Florida veteran Bob Cook enjoyed watching Slater perform before he got into the business himself. “He was wild crazy and off the charts nuts and one of wrestling’s legitimate tough guys,” wrote Cook on Facebook after learning of Slater’s death. “I had the honor of being around Mr Slater a lot in the ’80s and ’90s. He was always super cool to me personally and one hell of a blast to work with in the ring. Rest in Peace Dick Slater may you finally find the peace you searched for here on earth forever in the afterlife.”

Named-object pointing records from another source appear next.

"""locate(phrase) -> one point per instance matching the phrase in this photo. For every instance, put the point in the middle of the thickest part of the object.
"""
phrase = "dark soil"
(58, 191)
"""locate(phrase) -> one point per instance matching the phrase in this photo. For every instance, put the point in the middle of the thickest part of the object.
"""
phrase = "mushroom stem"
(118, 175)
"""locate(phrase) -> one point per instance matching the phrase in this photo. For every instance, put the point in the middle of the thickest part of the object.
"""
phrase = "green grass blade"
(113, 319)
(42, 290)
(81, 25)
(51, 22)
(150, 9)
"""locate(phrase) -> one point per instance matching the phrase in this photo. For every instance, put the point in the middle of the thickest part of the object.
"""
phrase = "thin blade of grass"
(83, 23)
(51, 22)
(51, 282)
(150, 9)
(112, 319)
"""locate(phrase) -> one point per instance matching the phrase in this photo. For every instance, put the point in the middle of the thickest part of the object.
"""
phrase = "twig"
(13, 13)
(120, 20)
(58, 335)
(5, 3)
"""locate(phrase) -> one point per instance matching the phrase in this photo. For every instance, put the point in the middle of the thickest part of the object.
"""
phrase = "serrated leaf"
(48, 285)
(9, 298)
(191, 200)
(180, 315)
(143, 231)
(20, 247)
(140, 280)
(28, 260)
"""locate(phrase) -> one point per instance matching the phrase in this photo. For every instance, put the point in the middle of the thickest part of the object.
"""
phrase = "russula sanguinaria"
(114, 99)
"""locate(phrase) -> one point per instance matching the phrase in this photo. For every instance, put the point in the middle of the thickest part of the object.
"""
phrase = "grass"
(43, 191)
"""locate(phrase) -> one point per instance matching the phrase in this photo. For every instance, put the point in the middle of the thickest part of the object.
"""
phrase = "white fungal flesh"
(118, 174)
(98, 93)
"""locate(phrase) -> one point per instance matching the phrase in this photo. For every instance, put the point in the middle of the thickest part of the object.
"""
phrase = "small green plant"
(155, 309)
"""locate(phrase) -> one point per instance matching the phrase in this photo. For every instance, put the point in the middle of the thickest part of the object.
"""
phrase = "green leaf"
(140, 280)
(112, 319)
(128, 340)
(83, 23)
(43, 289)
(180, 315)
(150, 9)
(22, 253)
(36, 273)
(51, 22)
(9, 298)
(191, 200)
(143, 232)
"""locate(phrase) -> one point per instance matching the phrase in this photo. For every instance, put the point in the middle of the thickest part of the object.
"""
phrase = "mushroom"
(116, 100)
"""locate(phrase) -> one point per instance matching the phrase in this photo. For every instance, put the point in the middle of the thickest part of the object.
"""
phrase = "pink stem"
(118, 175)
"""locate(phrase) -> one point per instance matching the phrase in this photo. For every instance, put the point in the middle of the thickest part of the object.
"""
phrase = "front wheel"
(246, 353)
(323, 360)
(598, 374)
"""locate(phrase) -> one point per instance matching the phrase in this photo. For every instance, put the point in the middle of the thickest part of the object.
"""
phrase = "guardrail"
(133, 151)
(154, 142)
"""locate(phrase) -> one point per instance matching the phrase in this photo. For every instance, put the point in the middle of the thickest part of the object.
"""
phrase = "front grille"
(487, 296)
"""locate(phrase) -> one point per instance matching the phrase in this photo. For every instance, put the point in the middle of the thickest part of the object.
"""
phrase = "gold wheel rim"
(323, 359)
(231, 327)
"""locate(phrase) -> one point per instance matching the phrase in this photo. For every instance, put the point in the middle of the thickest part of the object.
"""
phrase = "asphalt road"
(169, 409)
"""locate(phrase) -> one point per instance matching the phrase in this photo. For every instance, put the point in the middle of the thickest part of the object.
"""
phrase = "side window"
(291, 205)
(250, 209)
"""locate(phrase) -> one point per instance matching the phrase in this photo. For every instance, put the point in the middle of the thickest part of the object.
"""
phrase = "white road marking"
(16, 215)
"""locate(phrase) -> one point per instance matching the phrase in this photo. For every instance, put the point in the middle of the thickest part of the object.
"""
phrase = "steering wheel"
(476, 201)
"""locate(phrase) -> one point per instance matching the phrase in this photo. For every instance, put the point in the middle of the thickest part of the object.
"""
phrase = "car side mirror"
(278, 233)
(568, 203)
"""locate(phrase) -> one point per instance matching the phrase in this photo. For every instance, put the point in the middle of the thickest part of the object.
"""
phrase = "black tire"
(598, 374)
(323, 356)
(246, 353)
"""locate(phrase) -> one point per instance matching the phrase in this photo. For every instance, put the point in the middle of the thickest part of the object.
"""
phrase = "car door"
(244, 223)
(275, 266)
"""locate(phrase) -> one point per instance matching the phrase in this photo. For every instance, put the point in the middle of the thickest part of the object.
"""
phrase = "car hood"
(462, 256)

Slater had a contentious relationship with Gertrude Hurd, better known to wrestling fans as Angelle Vachon and Luna Vachon, just as Vachon was breaking into the business. Promoter Howard Brody didn’t pull punches in recalling Slater in a Facebook post: “[I]n life, he was a miserable human being. If he was your friend, I’m sorry, but I cannot sugar coat what he was. He was an abusive individual who took out his own frustrations and short comings on others, including the late Luna Vachon. While Luna might not have been a saint, she did not deserve to be beaten by a man who today many are giving praise to. If not for Tom Nash, and this will probably be the only time I ever say something nice about that guy, there is no doubt in my mind that Luna would’ve suffered the same fate as Nancy Benoit.”
Years later, in 2003, Slater blamed his pain medication for a well-publicized altercation that lead to his conviction for stabbing an ex-girlfriend. He was sentenced to one year of house arrest, as well as two years of probation. In 2013, he was arrested for petty theft.
His autobiography, which came out in 2012, was titled 1,000 Lives: Autobiography of Richard Van “Dirty Dick” Slater and it was a lot like him, unpredictable from page to page, a bit of a hot mess, but entertaining nonetheless.
In the conclusion to the piece on him in The Pro Wrestling Hall of Fame: The Heels, Slater said that despite the pain and turmoil, “I wouldn’t change it for a million years. I had some great, great years wrestling.”